Lui è una sorta di monumento a ciò che la vita è nella sua essenza: darsi al prossimo. Instancabilmente. In pensione, uno così, ci va solo sulla carta. Dall’ottobre scorso Alberto Rigolli non è più dipendente pubblico per raggiunto ingresso nella Previdenza. Ginecologo da quando aveva 25 anni, oggi, all’alba dei 62, padre di quattro figli e nonno di altrettanti nipoti, prosegue la sua spola dall’Italia all’Africa in collaborazione col Cuamm (Collegio Universitario Aspiranti Medici Missionari). Nel continente africano ci ha già trascorso quasi otto anni, lavorando a trasferire conoscenze e prassi sanitarie al personale medico locale e a tantissimi giovani specializzandi che arrivano dalle università italiane. Se gli chiedi: perché proprio l’Africa, Rigolli sorride. «Ho scelto la facoltà di Ginecologia apposta per andare là. Lo sa che in Sierra Leone ci sono dieci milioni di abitanti e 250 medici?». Un mondo lontanissimo, inimmaginabile. Un pianeta che ragiona all’inverso del nostro: là, dove molto è ostile alla vita, le donne hanno in media sei o sette figli. Qui, dove l’assistenza vanta livelli altissimi, dove ci sono eccellenti università, dove si può sognare una carriera da manager e una casa di proprietà con auto e garage, la media non raggiunge i due, di figli.
«E’ una tendenza non solo italiana, ma dei paesi occidentali – dice Rigolli –. Questo dovrebbe far pensare».
C’entra un aspetto culturale, dice?
«È evidente.

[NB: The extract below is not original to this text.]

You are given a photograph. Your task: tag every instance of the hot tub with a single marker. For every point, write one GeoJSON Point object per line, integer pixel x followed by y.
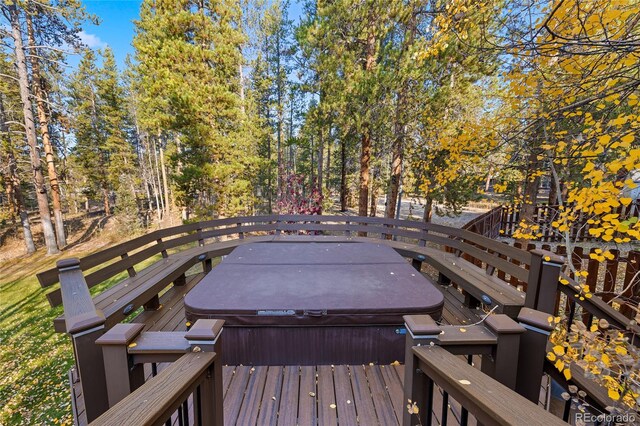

Quando si afferma: “Siccome c’è sempre più povertà, siccome non ci sono i servizi, i sussidi sono insufficienti e gli accessi agli asili limitati, allora la gente fa meno figli”, io non concordo. L’accoglienza della vita è un’accoglienza di cuore, una dimensione innata nella persona».
Solo che abbiamo alzato il livello di aspettativa…
«Tenga conto di questo paradosso: quando i figli non arrivano, le coppie fanno i salti mortali e anche di più per soddisfare un legittimo desiderio, con investimenti economici anche importanti, il che significa che nella persona c’è qualcosa di innato, un’aspettativa profondamente umana – l’essere genitori – che non è per niente frenata da limiti contingenti, anzi».